Sanırdım boğa burcunun "sabitliği" var bende. Kuaförümü, sevdiğim mekanları, en sevdiğim eşyaları değiştiremememi buna bağlardım. Eteğimin ucu, ayakkabımın kenarı kirlenince panik olurdum. Sahip olduğum herr-şeyi ölesiye sahiplenirdim.
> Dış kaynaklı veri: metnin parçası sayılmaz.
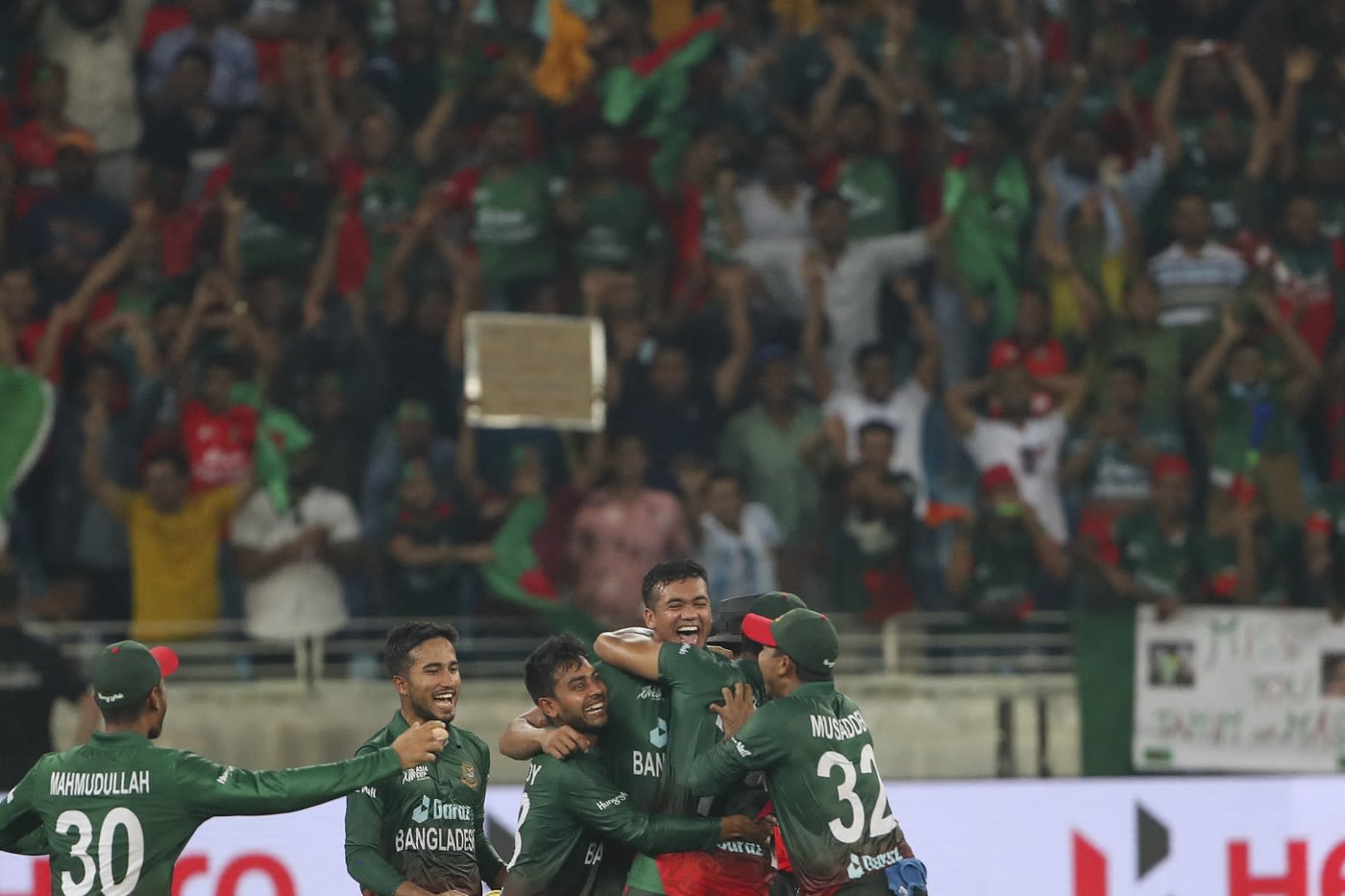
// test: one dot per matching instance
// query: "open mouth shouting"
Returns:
(595, 711)
(444, 701)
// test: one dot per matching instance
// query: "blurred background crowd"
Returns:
(997, 304)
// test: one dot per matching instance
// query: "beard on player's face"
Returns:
(681, 614)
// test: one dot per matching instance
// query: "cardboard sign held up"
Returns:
(535, 370)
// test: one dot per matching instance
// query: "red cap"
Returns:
(1005, 352)
(1243, 490)
(167, 660)
(1166, 466)
(759, 628)
(997, 476)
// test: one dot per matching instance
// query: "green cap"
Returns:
(413, 410)
(730, 611)
(127, 671)
(806, 637)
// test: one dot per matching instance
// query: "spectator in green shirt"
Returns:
(1250, 422)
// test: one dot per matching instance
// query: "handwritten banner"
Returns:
(1253, 690)
(534, 370)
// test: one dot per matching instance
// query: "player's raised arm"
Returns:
(363, 833)
(217, 790)
(528, 735)
(629, 650)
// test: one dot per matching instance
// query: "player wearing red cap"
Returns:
(116, 812)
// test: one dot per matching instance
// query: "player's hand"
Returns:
(565, 741)
(736, 711)
(744, 828)
(421, 742)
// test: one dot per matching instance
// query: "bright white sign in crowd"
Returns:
(1106, 837)
(1251, 690)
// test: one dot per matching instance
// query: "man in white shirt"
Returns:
(293, 560)
(850, 275)
(1028, 446)
(737, 540)
(876, 395)
(776, 205)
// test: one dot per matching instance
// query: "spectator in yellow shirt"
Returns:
(174, 539)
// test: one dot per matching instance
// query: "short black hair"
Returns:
(171, 455)
(666, 573)
(554, 655)
(198, 53)
(1134, 365)
(405, 638)
(871, 350)
(723, 473)
(125, 714)
(807, 675)
(823, 198)
(877, 425)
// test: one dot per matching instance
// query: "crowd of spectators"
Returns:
(991, 304)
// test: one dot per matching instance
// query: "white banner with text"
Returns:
(1247, 689)
(1105, 837)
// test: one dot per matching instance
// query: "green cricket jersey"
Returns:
(569, 811)
(697, 677)
(117, 811)
(636, 735)
(819, 765)
(428, 825)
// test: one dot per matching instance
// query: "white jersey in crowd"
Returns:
(1032, 452)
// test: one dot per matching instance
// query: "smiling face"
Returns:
(578, 700)
(681, 613)
(430, 682)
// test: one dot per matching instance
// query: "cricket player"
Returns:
(697, 677)
(635, 738)
(117, 811)
(572, 811)
(817, 754)
(424, 833)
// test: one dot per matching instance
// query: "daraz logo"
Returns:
(1089, 861)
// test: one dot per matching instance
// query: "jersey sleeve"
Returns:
(729, 762)
(488, 862)
(210, 788)
(686, 666)
(20, 826)
(363, 825)
(602, 808)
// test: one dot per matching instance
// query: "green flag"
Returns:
(27, 409)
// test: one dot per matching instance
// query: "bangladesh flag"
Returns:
(30, 405)
(658, 85)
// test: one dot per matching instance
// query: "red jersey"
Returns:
(218, 446)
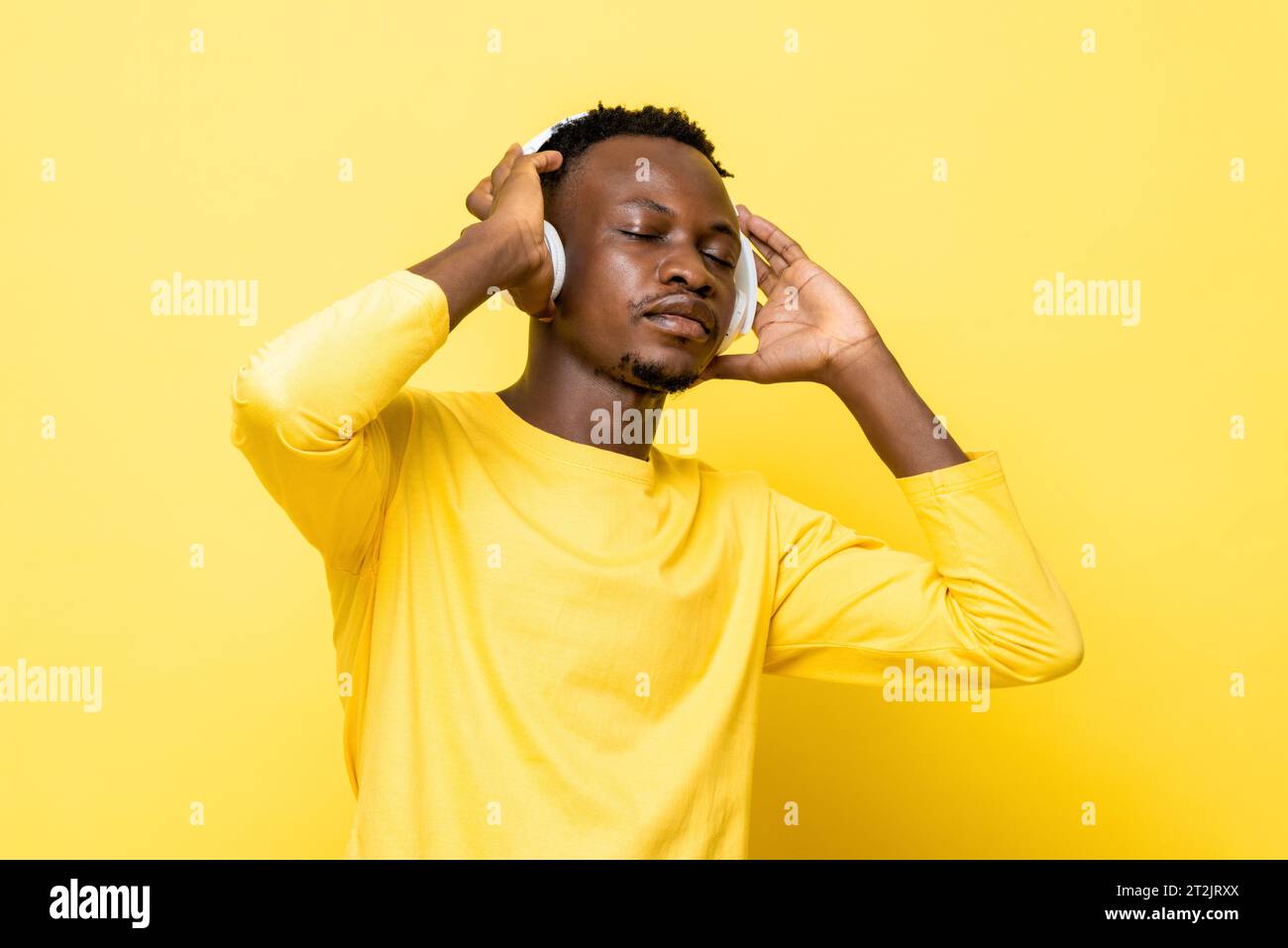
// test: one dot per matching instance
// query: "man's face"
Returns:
(682, 261)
Çok gezip eğlendiğimiz geceler sonrası eve kapanırdım,evi özlerdim, yatağıma sıkı sıkı sarılırdım sanki biri alacakmışçasına..Sonra..
Sonra...İşe başladım ben. İş bir mahkûmiyet . Haftanın en az 5 günü aynı saatlerde az çok aynı şeyi yapmak demek. hayatı rutin kulvarda takip etmek demek. İşte tam da bu süreçte keşfettim içimdeki kızı. Yazları,kışları, bayramları,haftasonları ailemle çıktığımız her tatilde arabanın sağ arkasından pencereden dışarıyı seyretmeyi ne kadar çok sevdiğini anladım. Sessiz, saatlerce...Her şehirden ayrılışta, her yeni yeri görüşümdeki heyecanı kavradım. Yok ama bunu anlatamıyorum.Her yeni tadı hissedişimdeki o mutluluk..Her filmde, her yeni şarkıda..Her yeni renkte, her yeni tonda..Kavuniçinde..Eflatunda...Okuduğum her güzel kitapta, öğrendiğim her yeni kelimede..
Bana bir 'gitmek' duygusu geldi ki gitmek bilmiyor. Sabahtan beri Bebek şenliğinde dolaşırken yüzümden gülümsemem eksik olmadı. Çünkü çantamda 1 bilet vardı. Şimdi trende otururken Gizem(Altın Nance) 'in okuyacağım yeni kitabının ilk cümlesi beni anlatmış meğer..
"Bazı insanlar vardır. Her geçen gemi, her esen rüzgar hiç gitmedikleri yerleri hatırlatır onlara. Uzun zaman duramazlar aynı yerde, başlarını alır çeker giderler. Saçları hep deniz kokar nedense, çöllerde yaşasalar bile. "
Sonrasında trende..
Benim fotoğraf çekme olayım o kadar komik bir hal aldı ki artık.. Elinde fotoğraf makinasıyla gördükleri herrrşeyi pozlayan Capon turistlere benzedim.
Çok keyifli, bol muhabbetli bir Eskişehir gezisi oldu.